Whats the difference between the paint you used and someone like Ibanez uses? They have no noise problems and always use shielding paint.



hufschmid said:


> the pickup cavity shielding is pointless


Can you tell me why? Is that just when you are using your own pickups, or is it true for any pickup cavity?

Also whats 27.5" like to play on? I play 27" at the moment, I just dont want the treble to get too tight although I assume 27.5" is fine?

Awesome builds as always, cheers man!


----------



## -Nolly- (Nov 25, 2008)

hufschmid said:


> i'm not a patient type of person really and it took me several trials to be able to actually build the quality of guitars i build now, I started in 1996, i had 0 wood skills so it took much longer in my case then if somebody with wood skills starts building guitars.
> 
> I would say in 2000 i was really confident with my crafts... this 7 will be my 189th



That's certainly encouraging to hear, I love the idea of starting with raw materials, and ending up with a finished guitar. Someday, I'll do it.


----------



## hufschmid (Nov 25, 2008)

Neil said:


> Whats the difference between the paint you used and someone like Ibanez uses? They have no noise problems and always use shielding paint.
> 
> well Kent Armstrong also told me this.... I have also been using the paint for many years without any problems at all.... but it seams to react on some specific type of gear for some reasons... i dont know i found it weirdo... but anyway i like this aluminium its also clean to look at....
> 
> ...



thanks you very much 



-Nolly- said:


> That's certainly encouraging to hear, I love the idea of starting with raw materials, and ending up with a finished guitar. Someday, I'll do it.



i'm still working in my wine cellar without any type of aspiration system for the dust so i had to find some solutions to carve the contours without having a mister ''dust man'' look after working on the guitars haha

this is how i do it... imagine all the dust you save here


----------



## Apophis (Nov 25, 2008)

looks great


----------



## Minoin (Nov 25, 2008)

Dude, that's just awesome! 
You're talented


----------



## hufschmid (Nov 25, 2008)

Minoin said:


> Dude, that's just awesome!
> You're talented



aw thank you


----------



## Jerich (Nov 25, 2008)

Patrick once again man Stellar work..true craftsman ship...great looking guitars...i love the radius you use for these guitars the flat concept. and you rip in playing too..


----------



## hufschmid (Nov 25, 2008)

Jerich said:


> Patrick once again man Stellar work..true craftsman ship...great looking guitars...i love the radius you use for these guitars the flat concept. and you rip in playing too..

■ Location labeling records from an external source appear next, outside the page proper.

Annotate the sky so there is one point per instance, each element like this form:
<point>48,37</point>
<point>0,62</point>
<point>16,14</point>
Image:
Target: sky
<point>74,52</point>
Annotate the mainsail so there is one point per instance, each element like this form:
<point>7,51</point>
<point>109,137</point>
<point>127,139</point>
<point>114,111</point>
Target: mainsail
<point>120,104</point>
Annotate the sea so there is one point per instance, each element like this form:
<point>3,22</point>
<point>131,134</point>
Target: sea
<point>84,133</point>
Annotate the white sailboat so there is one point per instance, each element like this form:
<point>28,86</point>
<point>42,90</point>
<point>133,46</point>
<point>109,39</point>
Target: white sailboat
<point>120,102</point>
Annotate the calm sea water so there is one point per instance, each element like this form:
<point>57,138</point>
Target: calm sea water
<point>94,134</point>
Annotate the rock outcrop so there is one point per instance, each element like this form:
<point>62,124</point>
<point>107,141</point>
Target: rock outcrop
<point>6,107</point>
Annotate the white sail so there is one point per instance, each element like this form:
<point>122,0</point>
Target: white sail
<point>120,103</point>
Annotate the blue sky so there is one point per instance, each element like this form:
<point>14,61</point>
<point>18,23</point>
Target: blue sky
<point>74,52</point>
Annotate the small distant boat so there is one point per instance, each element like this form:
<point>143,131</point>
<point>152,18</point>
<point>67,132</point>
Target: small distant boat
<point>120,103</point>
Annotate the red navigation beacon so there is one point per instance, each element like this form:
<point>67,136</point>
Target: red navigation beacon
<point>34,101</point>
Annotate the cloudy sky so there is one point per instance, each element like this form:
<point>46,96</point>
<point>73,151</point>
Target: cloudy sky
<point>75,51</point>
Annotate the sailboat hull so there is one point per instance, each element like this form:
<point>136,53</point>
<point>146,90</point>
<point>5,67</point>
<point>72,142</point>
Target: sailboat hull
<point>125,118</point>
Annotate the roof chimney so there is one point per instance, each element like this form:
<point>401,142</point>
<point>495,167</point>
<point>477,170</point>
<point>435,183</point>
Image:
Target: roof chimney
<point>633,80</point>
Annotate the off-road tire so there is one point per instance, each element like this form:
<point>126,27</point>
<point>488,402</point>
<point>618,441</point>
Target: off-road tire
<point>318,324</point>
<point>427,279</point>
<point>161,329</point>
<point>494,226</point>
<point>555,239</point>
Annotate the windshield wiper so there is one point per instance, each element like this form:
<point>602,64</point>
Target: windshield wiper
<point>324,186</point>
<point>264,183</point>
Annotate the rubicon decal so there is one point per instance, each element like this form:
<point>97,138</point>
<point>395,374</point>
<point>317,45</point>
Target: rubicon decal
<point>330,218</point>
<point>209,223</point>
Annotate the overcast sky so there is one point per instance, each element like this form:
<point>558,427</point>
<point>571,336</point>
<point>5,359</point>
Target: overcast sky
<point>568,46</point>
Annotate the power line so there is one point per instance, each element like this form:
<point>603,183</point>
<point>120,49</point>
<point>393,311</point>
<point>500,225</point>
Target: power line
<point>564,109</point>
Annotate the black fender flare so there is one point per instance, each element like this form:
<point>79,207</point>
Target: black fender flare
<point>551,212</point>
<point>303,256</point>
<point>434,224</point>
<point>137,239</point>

aw thanks for those kind words man


----------



## Mattmc74 (Nov 25, 2008)

Looks awesome! really nice work!


----------



## Dr. Von Goosewing (Nov 25, 2008)

Fantastic guitars! Cool specs & looks. I want one  

Maybe after christmas...


----------



## Rick (Nov 25, 2008)

That looks awesome.


----------



## AVWIII (Nov 25, 2008)

Love the work, and I especially enjoy your use of a 0 radius fretboard. I wish more folks would come around to it.


----------



## LEWY7777777 (Nov 25, 2008)

All of his guitars look really awesome I would want to buy one and if I had the money I probably would. I know they sound great- plenty of clips on them, the only thing I don't like -the string tree thingy or the fact that it is a bolt on as well, I mean those two thing are of little importance and is really no problem just personal preference. But a stunning guitar indeed.
Keep chuggin'!


----------



## Stealthdjentstic (Nov 26, 2008)

I love the woods you use for guitars. Your prices seem really good as well


----------



## awesomeaustin (Nov 26, 2008)

i truly envy your ability and your view!


----------



## hufschmid (Nov 26, 2008)

thanks everybody for those kind words! 
i use bolt on neck joints because its more practical for reversability, i have many guys out there who play them live and i recently had one of them who had an accident with a guitar turned out i had to replace the neck so the bolt on is a great solution for me...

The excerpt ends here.